~ Weather Curve ~
Where sunshine dances
Embers twinkle until cooled
Blanketing bliss falls.
Yesterday was so sunny so hot and so heated and life fluttering everywhere. It was a beautiful inspiring day. Today however I was inspired to wake up late, my ears permeated for 7 hours with the sounds of thunderous rainfall and lightning strikes. All from an audio device I use to sleep soundly. Well I slept a little to soundly because the sound carried over into reality. And since rain has an empowering yet calming effect on me, I slept a little longer. The dreams amazing as usual, intricately laced with sounds smells and textures all feeling so real so vivid you want to languish within them forever. Because at times the world outside seems so maddening.
Today is a rainy grey day, sharing its own beauty and time to appreciate another phase of nature. For me I just felt like ok take care of chores and then I want my favorite sunny blanket and a good book and maybe some tea and just fall into reading and nothing else. It’s kind of funny the book I was drawn to read again just for fun is 1984. So, I completed my chores appreciated all the vibrancy of the plants and earth waking up outside.
Once inside I sat in my chair at my desk thinking to doodle or not to doodle that is the question. I took some photos, but I need to sketch now even if I post or not have a vision or not just sketch. So, I wasn’t inspired, I just wanted to listen to rain as it danced across the roof, sounds ringing out that give me chills and relax me.
I picked up my pad after looking down observing my body, my mind briefly thought where is that woman that played volleyball and ran track? She’s dead either from the joy of maybe feeling ok in life for now or what have you. I can’t honestly say, but the woman I was noticing from above I didn’t hate. I think I love her she’s been through some things and is still standing and still strong and still able to realize even when I was skinny, I didn’t have the impracticable bodies that magazines toted as the ideal. I was a tall amazon who loved volleyball and track, so I had some tone and muscle, yet even though I was learned I still fell sometimes thinking I need to be a waif I need thigh gaps to be appreciated and maybe one day loved. When what we need is to just be healthy and love ourselves. We are born alone and that is the same state in which we release our energies alone.

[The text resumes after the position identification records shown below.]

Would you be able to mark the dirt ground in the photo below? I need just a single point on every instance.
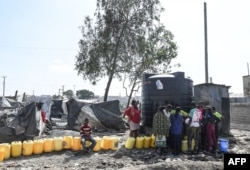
(138, 159)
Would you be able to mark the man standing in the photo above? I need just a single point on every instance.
(134, 117)
(176, 130)
(195, 117)
(219, 117)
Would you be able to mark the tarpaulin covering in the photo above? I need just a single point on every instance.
(105, 115)
(20, 126)
(109, 114)
(56, 109)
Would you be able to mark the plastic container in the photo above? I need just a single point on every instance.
(27, 147)
(139, 142)
(7, 149)
(223, 145)
(67, 142)
(130, 142)
(38, 146)
(106, 143)
(48, 145)
(77, 143)
(114, 143)
(16, 148)
(184, 146)
(1, 154)
(98, 144)
(192, 144)
(152, 141)
(147, 140)
(58, 143)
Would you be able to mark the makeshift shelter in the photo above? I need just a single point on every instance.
(105, 115)
(24, 125)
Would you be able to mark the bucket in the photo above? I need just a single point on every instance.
(130, 142)
(6, 147)
(184, 146)
(58, 143)
(192, 145)
(67, 142)
(77, 143)
(223, 145)
(38, 146)
(16, 148)
(106, 143)
(139, 142)
(152, 141)
(98, 144)
(48, 145)
(27, 147)
(1, 154)
(114, 143)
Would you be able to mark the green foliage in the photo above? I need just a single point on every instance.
(126, 37)
(85, 94)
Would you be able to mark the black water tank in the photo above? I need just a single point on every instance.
(162, 89)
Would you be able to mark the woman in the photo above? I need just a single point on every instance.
(134, 118)
(161, 125)
(176, 130)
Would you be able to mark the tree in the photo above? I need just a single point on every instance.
(85, 94)
(119, 37)
(154, 56)
(69, 93)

That’s a step in the right direction, I think. Learning to appreciate our bodies and how they morph and change. If I’m completely honest with myself and my Dysmorphia I would say I like the way my body is now. When looking back at older photos where I was smaller thinner, hip bones and all. I realize I do and have weathered the storms of life and circumstances, curving into a being I can be proud of. One who at least realizes that they have a arsenal of tools to try and weather future storms as well. Am I ok all the time no, I think this is a positive spike and I’ll ride it into my downward spiral as well, I’ve never surfed but would like to one day and I feel maybe this is a kind of riding the waves, adapting and learning when to dive below and when to glide across the top with the wind in your hair.